A. Mass Media
The mass media build up a stereotype of the drug taker, selecting information that is newsworthy. Distorted images of the deviant are presented and contrasted with the ‘decent’ man in the street. The public are bombarded with information on the problem. Young stresses how the stereotypes that the mass media presented were inaccurate.
B.The Police
The police are then put under pressure to act. Young suggests that the police are predisposed to act against drug takers because their way of life is so different from the police. The police value sobriety and respectability, the marijuana smoker values pleasure etc. Also, drug takers provide the police with a regular source of apprehendable villains.
C. Effects on drug takers
Young argues that the social stereotypes of the drug takers and police action based on these, fundamentally transforms the social world of the marijuana smoker. Deviancy amplification occurs and in certain aspects the stereotypes become fulfilled.
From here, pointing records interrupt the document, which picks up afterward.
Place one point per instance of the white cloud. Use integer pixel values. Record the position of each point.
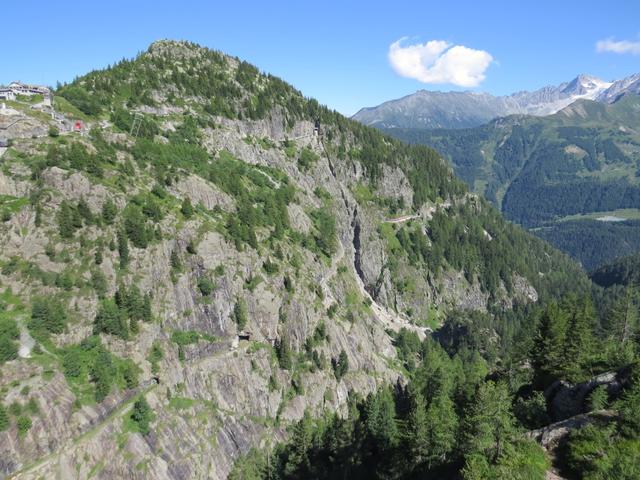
(622, 46)
(438, 61)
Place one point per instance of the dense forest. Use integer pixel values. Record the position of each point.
(538, 171)
(473, 389)
(622, 271)
(469, 404)
(593, 243)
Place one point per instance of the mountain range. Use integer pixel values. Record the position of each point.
(572, 177)
(199, 268)
(432, 109)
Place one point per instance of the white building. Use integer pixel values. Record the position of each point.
(19, 88)
(7, 94)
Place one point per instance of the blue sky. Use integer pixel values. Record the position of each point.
(334, 51)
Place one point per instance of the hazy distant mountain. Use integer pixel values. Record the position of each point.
(427, 109)
(620, 87)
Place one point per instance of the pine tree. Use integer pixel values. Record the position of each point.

Process of Deviancy Amplification
This process, (developed by Leslie Wilkins) shows the result of labelling and stereotyping. When society defines groups of people as deviant, people tend to react against them and isolate them from the company of “normal” people. The groups, once isolated, develop their own norms and values, which leads to further isolation. Thus a spiral is created. The pattern, however, is not inevitable.
Young shows how the process worked in the case of the drug takers and how the stereotypes became reality.
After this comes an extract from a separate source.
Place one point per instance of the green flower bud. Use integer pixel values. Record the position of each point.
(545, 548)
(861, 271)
1)As police action increased, the drug community became more united in a sense of injustice and more isolated. It became less possible for them to re-enter wider society and deviance is more likely to increase away from society.
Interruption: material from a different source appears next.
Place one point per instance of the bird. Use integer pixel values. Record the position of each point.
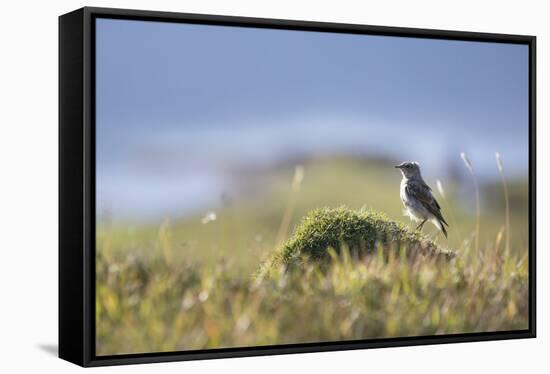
(416, 195)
2)Drug taking becomes more secretive and more important as it becomes the symbol of their difference. It becomes a central activity. Young suggests that as it becomes more secretive, the effects of the drugs are magnified.
3)As action against all drug takers rise, the marijuana smoker and the heroin addict may begin to feel a common identity.
4)As action intensifies, the price of drugs rises and the professional pusher and the criminal underworld become interested in the profits.
Conclusion
Young argues that the present law and the activities of the police and the mass media against drug taking lead to an increase of the problem.